A equipa de transição de Trump não respondeu às perguntas que procuravam maior clareza sobre a mensagem, que, apesar de toda a sua franqueza, não era clara sobre os próximos passos.

Quando Trump ameaçou o Canadá e o México com tarifas de 25% em Novembro, os líderes de ambos os países falaram com ele para tentar resolver quaisquer tensões. Mas a União Europeia carece de uma pessoa única que possa assumir os compromissos de compra de gás natural e petróleo em nome dos seus 27 Estados-membros que Trump procura.

O porta-voz da Comissão Europeia, Olof Gill, disse em reação à postagem de Trump que “estamos prontos para discutir com o presidente eleito Trump como podemos fortalecer ainda mais um relacionamento já forte, inclusive discutindo nossos interesses comuns no setor energético”.

Gill observou que a UE já está “empenhada em eliminar gradualmente as importações de energia da Rússia e em diversificar as nossas fontes de abastecimento. Não entraremos em detalhes sobre o que isso poderá acarretar no futuro, visto que a nova administração ainda nem está em vigor.”

Scott Lincicome, vice-presidente do libertário Cato Institute, disse que era difícil analisar o que Trump estava tentando dizer em relação ao comércio europeu, dado que as exportações de gás natural para o continente já aumentaram após a invasão da Ucrânia pela Rússia em 2022.

“O que realmente precisamos de atribuir a tudo isto é Trump lançar as bases para futuras negociações”, disse Lincicome. “Isso é para o bem ou para o mal muito do que veremos nos próximos quatro anos.”

Embora exista um desequilíbrio comercial de 209 mil milhões de dólares, uma relação mais complicada está por trás desses números. Uma empresa como a montadora alemã BMW pode importar peças necessárias para montar veículos na sua fábrica na Carolina do Sul, de modo que os totais do comércio também reflitam o fluxo de mercadorias dentro de empresas europeias que empregam trabalhadores norte-americanos.

Mais de metade do gás natural liquefeito importado pela UE e pelo Reino Unido em 2023 veio dos Estados Unidos, de acordo com a Administração de Informação sobre Energia dos EUA. O volume de GNL destinado à UE e ao Reino Unido triplicou desde 2021.

Na terça-feira, a secretária de Energia, Jennifer Granholm, emitiu uma declaração baseada num novo estudo de que as exportações irrestritas de GNL poderiam aumentar os preços no mercado interno e aumentar as emissões de carbono. Trump concorreu à presidência com a ideia de que o aumento da produção de petróleo e gás natural reduziria os custos para os eleitores dos EUA, que ficaram frustrados com um pico inflacionário em 2022 que ainda persiste.

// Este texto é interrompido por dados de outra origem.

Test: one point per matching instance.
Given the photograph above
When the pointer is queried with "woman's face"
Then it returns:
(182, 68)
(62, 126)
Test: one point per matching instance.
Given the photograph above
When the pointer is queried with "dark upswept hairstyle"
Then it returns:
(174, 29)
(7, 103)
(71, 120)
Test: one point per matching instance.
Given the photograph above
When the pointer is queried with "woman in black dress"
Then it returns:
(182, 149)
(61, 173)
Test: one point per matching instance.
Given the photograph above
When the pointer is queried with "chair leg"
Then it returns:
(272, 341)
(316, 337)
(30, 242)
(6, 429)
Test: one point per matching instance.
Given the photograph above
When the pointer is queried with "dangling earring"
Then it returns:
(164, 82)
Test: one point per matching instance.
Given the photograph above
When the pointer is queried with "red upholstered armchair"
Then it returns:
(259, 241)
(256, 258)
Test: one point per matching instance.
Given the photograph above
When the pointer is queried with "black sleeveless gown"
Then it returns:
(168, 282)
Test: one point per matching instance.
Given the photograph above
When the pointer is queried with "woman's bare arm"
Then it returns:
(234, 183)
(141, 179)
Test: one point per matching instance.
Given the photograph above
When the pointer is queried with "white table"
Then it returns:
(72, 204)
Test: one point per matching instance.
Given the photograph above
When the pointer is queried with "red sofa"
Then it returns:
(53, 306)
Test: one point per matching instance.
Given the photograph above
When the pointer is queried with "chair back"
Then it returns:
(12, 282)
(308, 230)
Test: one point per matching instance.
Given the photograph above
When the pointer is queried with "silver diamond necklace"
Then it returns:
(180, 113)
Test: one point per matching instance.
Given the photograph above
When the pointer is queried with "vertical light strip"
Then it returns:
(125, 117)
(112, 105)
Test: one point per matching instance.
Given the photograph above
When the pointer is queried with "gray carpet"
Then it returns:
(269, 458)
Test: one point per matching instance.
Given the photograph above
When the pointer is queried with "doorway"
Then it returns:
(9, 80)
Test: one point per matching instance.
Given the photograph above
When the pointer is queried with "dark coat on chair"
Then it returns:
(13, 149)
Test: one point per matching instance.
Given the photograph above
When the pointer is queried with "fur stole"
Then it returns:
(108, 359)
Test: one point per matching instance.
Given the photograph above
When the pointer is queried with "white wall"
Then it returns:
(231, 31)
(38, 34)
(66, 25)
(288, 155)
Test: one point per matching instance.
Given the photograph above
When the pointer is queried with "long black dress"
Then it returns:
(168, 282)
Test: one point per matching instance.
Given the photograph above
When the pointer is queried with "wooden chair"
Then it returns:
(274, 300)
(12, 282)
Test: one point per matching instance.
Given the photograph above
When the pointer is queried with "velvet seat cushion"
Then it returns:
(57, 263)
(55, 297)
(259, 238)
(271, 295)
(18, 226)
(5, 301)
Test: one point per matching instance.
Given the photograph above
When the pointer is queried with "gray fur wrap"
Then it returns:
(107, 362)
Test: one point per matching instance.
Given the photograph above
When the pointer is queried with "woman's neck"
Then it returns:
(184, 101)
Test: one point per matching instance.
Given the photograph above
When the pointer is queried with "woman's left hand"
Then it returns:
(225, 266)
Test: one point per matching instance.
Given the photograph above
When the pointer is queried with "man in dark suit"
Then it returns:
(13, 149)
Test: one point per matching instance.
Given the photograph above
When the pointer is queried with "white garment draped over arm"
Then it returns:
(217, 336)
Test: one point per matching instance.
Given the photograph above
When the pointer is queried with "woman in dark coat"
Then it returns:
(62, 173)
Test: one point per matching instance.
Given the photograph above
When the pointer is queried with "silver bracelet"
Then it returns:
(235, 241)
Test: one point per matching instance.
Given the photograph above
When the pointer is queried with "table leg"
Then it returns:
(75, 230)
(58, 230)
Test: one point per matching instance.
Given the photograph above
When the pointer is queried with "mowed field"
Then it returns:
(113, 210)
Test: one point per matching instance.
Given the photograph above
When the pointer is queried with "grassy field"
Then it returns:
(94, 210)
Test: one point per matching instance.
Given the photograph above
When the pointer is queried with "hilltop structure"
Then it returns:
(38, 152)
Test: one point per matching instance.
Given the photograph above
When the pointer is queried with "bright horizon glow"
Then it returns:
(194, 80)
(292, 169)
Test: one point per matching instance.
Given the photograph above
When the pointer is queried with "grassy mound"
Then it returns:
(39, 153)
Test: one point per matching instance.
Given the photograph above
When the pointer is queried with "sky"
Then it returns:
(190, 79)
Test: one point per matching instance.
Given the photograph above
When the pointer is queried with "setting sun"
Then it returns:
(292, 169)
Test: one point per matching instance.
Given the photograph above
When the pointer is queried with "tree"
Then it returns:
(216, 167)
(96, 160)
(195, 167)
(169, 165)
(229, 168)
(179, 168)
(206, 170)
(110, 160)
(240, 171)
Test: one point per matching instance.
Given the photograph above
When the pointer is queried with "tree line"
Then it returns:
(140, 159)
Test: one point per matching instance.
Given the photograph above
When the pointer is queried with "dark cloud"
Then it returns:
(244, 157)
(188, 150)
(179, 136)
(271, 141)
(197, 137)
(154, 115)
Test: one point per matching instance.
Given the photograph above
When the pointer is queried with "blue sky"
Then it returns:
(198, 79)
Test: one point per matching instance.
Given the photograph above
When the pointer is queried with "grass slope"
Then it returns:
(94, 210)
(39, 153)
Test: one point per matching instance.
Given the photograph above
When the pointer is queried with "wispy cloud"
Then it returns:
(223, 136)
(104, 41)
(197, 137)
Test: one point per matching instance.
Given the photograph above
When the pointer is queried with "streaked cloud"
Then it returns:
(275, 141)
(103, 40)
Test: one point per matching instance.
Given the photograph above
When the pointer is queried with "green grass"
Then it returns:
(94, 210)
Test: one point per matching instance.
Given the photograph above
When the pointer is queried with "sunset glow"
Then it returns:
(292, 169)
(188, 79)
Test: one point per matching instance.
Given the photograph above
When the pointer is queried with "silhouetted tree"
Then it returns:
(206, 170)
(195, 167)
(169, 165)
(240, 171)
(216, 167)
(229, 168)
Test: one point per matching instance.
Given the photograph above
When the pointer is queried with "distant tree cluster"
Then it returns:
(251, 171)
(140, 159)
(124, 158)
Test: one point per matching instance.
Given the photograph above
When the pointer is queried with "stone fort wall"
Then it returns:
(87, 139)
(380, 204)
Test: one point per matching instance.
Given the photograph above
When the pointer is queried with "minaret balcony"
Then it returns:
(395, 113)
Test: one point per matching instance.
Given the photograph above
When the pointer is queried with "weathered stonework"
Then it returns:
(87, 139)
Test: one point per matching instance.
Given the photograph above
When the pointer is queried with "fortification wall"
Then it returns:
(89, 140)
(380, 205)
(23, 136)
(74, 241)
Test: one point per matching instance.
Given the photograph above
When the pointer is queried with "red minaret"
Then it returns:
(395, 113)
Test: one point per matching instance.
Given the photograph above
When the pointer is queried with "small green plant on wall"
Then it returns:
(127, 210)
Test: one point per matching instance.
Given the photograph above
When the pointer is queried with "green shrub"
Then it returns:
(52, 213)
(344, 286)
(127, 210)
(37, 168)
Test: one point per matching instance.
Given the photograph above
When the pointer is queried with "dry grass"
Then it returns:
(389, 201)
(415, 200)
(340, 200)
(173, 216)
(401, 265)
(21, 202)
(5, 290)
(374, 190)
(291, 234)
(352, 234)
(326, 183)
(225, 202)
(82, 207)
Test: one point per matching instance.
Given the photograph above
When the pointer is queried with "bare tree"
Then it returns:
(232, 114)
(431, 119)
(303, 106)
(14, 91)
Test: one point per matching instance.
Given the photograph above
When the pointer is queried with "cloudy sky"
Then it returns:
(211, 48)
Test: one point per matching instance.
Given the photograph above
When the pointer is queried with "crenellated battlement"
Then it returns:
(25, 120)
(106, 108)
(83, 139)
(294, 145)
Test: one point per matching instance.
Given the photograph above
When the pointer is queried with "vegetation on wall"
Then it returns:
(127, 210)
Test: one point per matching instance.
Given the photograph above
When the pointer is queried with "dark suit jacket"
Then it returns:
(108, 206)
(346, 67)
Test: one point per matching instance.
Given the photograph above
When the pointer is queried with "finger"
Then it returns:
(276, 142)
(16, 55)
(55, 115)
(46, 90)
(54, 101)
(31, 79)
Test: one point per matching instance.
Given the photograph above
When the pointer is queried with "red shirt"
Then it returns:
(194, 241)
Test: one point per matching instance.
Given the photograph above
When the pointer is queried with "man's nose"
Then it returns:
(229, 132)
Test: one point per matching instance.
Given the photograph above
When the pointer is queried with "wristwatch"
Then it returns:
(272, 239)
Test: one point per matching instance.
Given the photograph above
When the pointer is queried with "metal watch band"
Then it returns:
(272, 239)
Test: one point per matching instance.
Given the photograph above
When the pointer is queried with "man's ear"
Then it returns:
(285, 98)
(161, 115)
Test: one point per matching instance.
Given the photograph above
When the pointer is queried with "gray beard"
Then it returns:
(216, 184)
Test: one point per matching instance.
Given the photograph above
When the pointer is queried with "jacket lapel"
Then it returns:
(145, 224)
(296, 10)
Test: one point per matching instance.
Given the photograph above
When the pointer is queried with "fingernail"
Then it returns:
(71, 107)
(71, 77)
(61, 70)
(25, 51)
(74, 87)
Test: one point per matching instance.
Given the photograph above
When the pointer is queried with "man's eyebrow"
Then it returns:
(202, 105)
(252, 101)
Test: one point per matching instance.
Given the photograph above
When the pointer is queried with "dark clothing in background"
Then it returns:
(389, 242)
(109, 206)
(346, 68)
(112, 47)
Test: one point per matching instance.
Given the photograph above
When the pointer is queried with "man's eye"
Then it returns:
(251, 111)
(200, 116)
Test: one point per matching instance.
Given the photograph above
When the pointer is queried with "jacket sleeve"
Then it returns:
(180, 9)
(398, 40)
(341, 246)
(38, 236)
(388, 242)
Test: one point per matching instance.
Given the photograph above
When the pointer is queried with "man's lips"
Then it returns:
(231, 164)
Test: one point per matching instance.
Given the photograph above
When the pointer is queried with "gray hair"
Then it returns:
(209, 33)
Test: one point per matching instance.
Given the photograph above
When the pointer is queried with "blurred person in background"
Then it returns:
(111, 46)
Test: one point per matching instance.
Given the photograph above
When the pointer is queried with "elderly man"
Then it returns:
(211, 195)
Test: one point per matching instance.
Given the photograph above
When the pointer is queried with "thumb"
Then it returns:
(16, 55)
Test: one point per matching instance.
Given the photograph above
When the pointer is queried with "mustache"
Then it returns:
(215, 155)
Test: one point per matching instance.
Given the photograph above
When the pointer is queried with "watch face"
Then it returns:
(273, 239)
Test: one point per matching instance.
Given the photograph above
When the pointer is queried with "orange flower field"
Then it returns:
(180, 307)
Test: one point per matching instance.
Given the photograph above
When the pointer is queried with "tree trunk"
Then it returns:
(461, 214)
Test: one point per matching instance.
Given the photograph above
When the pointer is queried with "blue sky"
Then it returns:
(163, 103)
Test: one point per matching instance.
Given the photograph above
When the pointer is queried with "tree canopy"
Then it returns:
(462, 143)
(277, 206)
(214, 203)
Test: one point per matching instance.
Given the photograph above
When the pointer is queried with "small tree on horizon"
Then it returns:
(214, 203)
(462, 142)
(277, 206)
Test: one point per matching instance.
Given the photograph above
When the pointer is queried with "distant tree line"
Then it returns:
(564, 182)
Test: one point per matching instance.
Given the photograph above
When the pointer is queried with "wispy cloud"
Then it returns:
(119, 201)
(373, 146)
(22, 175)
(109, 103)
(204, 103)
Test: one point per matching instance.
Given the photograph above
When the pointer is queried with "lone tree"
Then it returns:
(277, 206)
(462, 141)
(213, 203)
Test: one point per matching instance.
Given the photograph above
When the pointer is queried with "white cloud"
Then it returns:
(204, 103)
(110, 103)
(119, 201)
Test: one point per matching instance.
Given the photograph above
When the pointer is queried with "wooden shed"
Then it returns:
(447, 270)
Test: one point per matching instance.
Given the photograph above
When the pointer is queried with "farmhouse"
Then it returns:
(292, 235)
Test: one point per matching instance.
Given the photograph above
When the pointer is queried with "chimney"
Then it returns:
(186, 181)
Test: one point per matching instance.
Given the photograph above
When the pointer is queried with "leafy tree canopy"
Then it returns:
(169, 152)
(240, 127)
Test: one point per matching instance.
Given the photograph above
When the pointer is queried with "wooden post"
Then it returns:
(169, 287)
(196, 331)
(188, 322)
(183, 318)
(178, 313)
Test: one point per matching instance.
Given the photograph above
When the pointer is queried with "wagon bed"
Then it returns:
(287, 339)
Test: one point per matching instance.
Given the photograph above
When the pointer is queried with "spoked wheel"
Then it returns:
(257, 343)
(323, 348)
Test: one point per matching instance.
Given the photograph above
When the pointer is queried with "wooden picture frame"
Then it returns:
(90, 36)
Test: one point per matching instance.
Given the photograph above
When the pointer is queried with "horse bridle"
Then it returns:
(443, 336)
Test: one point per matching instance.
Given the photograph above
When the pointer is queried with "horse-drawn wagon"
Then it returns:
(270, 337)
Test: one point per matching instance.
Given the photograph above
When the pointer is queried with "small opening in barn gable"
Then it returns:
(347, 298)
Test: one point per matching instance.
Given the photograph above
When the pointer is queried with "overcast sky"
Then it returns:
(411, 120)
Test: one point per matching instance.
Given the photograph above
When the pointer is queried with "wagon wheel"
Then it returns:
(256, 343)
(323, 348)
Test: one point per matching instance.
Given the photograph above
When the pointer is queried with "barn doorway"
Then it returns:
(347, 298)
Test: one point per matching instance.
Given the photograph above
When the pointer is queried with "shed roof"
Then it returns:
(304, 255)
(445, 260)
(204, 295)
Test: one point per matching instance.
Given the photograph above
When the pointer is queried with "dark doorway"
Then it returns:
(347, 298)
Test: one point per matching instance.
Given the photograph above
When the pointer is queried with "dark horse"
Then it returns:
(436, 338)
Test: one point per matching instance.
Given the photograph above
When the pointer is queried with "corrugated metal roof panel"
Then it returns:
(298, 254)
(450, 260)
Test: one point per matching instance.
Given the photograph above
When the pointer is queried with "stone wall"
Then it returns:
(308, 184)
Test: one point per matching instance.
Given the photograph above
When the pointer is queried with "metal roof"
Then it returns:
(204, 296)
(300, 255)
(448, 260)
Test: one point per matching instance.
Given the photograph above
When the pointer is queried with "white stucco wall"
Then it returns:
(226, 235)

As exigências de Trump à Europa para comprar mais petróleo e gás natural não eram especialmente novas. Também os fez durante o seu mandato inicial como presidente e em 2018 chegou a um acordo com Jean-Claude Juncker, então presidente da Comissão Europeia, para vender mais GNL à Europa.

O problema com esse acordo, conforme observado pelo Centro Kleinman de Política Energética da Universidade da Pensilvânia, é que os EUA “não podem forçar as empresas a enviar produtos para uma região ou país específico” e a UE não pode forçar os seus membros a comprar combustíveis fósseis americanos.